Where do we go from here?

Data science is indeed a fascinating subject. As I said in the introduction, those who want to delve into its meanders need to be well trained in mathematics and statistics. Working with data that has been interpolated incorrectly renders any result about it useless. The same goes for data that has been extrapolated incorrectly or sampled with the wrong frequency. To give you an example, imagine a population of individuals that are aligned in a queue. If, for some reason, the gender of that population alternated between male and female, the queue would be something like this: F-M-F-M-F-M-F-M-F...

If you sampled it taking only the even elements, you would draw the conclusion that the population was made up only of males, while sampling the odd ones would tell you exactly the opposite.

Of course, this was just a silly example, I know, but believe me it's very easy to make mistakes in this field, especially when dealing with big data where sampling is mandatory and therefore, the quality of the introspection you make depends, first and foremost, on the quality of the sampling itself.
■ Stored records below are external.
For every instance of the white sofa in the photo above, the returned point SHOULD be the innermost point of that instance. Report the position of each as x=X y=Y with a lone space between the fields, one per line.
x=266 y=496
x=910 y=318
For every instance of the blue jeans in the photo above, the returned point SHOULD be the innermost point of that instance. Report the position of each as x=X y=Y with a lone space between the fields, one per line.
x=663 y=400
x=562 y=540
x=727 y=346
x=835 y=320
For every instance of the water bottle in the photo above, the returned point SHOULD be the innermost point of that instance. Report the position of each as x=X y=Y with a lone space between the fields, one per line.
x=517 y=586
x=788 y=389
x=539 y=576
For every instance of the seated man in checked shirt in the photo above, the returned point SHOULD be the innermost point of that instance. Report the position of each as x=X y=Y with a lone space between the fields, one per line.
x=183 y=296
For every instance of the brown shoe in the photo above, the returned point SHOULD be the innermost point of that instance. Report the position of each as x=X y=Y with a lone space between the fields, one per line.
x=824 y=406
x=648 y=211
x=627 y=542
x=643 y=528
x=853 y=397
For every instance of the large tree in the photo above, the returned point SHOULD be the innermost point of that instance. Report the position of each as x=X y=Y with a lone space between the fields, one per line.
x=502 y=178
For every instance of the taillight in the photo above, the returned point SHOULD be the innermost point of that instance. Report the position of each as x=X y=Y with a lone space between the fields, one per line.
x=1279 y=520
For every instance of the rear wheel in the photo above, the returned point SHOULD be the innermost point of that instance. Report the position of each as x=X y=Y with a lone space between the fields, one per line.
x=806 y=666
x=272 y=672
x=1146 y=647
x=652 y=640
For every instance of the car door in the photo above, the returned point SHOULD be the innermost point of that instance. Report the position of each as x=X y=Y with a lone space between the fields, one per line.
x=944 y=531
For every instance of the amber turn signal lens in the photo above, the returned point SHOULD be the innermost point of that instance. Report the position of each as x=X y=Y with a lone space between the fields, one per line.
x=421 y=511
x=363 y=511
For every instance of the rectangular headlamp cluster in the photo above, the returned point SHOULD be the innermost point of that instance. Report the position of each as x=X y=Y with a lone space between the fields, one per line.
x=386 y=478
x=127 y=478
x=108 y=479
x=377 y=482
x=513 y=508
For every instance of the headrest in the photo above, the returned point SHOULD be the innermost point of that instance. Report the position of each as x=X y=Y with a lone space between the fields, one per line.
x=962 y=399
When it comes to data science and Python, these are the main tools you want to look at:

  • NumPy (http://www.numpy.org/): This is the fundamental package for scientific computing with Python. It contains a powerful N-dimensional array object, sophisticated (broadcasting) functions, tools for integrating C/C++ and Fortran code, useful linear algebra, Fourier transform, random number capabilities, and much more.
  • Scikit-Learn (http://scikit-learn.org/stable/): This is probably the most popular machine learning library in Python. It has simple and efficient tools for data mining and data analysis, accessible to everybody, and reusable in various contexts. It's built on NumPy, SciPy, and Matplotlib.
  • Pandas (http://pandas.pydata.org/): This is an open source, BSD-licensed library providing high-performance, easy-to-use data structures, and data analysis tools. We've used it throughout this whole chapter.
  • IPython (http://ipython.org/) / Jupyter (http://jupyter.org/): These provide a rich architecture for interactive computing.
  • Matplotlib (http://matplotlib.org/): This is a Python 2D plotting library that produces publication-quality figures in a variety of hard copy formats and interactive environments across platforms. Matplotlib can be used in Python scripts, the Python and IPython shell and notebook, web application servers, and six graphical user interface toolkits.
  • Numba (http://numba.pydata.org/): This gives you the power to speed up your applications with high performance functions written directly in Python. With a few annotations, array-oriented and math-heavy Python code can be just-in-time compiled to native machine instructions, similar in performance to C, C++, and Fortran, without having to switch languages or Python interpreters.
  • Bokeh (http://bokeh.pydata.org/en/latest/): It's a Python-interactive visualization library that targets modern web browsers for presentation. Its goal is to provide elegant, concise construction of novel graphics in the style of D3.js, but also deliver this capability with high-performance interactivity over very large or streaming datasets.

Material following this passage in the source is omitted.